LGBTQ+ Rights and Representation
Nancy Kass & S. Wilson Beckham
Then » Early in the AIDS crisis, Nancy E. Kass, ScD ’89, documented discrimination by health providers and insurance companies against bisexual and gay men. For example, 16 times as many respondents with AIDS said they had been refused treatment by a dentist as those who were HIV negative. Kass, now a professor in Health Policy and Management, helped lay the foundation for the bioethics of AIDS—and the protection of the rights of pregnant women, patients, and research study participants.

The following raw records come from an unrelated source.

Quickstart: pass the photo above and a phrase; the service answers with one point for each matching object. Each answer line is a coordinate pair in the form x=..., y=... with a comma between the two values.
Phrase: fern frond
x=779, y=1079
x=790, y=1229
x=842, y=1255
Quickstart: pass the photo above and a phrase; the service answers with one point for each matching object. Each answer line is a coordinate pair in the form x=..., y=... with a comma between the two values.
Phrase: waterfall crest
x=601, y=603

NOW » S. Wilson Beckham, PhD ’13, fights health care discrimination against gender diverse people today. Beckham, an assistant scientist in Health, Behavior and Society, asserts that “the medical world has pathologized transgender and neurodiverse people”—groups with considerable overlap. With more than 100 anti-transgender bills pending in state legislatures, “trans people are under attack,” he says. “We are fighting for our existence and even the reality of our existence.” Beckham, one of a handful of scholars of transgender health who also identify as transgender, advocates for the rights and representation of transgender people in HIV research.
A Right to Care
Carl Taylor & Leiyu Shi
Then » Carl E. Taylor, MD, DrPH, founding chair of International Health, dedicated his career to empowering local people in more than 70 countries to address their own health issues. He played a leading role in crafting the 1978 WHO/UNICEF Alma-Ata Declaration, the first international statement to underscore the importance of primary health care and assert that health care is a fundamental human right.
NOW » Alma-Ata guides Leiyu Shi’s ongoing research and advocacy for community health centers, which he has championed before the U.S. Congress. In the 1980s, as an assistant health officer serving the 10 million citizens of Shanghai, Shi, DrPH, MBA, MPA, promoted grassroots primary health care that provided basic, affordable services in a setting with few health professionals and little funding. Shi joined the Health Policy and Management faculty in 1997 as co-director of the Primary Care Policy Center. He developed tools and fashioned research projects aimed at fundamentally changing the health systems—in the U.S. and globally—to deliver more just, equitable, and sustainable health services.
Food Access and Equity
M. Alfred Haynes & Darriel Harris
Then » In 1968, associate professor of International Health M. Alfred Haynes, MD, MPH, testified before Congress that he had found evidence of stunted physical growth and delayed mental development that indicated a silent epidemic of hunger and malnutrition in communities across America. He was part of the civil rights and anti-hunger movements that spurred a historic expansion of federal food security programs, especially those for children.
NOW » As the first Cynthia & Robert S. Lawrence Fellow at the Center for a Livable Future, Darriel Harris, PhD ’21, MDiv, MA, is developing food system strategies that advance environmental justice, racial equity, and public health. Harris began pursuing ideas such as food policy councils and collective action against polluting factory farms while earning a PhD in Health, Behavior and Society, and has since begun investigating collective action against polluting factory farms. He also draws on his experience as a local pastor and project manager with CLF’s Baltimore Food and Faith Project, where he used tools such as congregational gardens and farmers markets to engage parishioners in examining the connections among diet, health, and environment through the lens of their own religious traditions.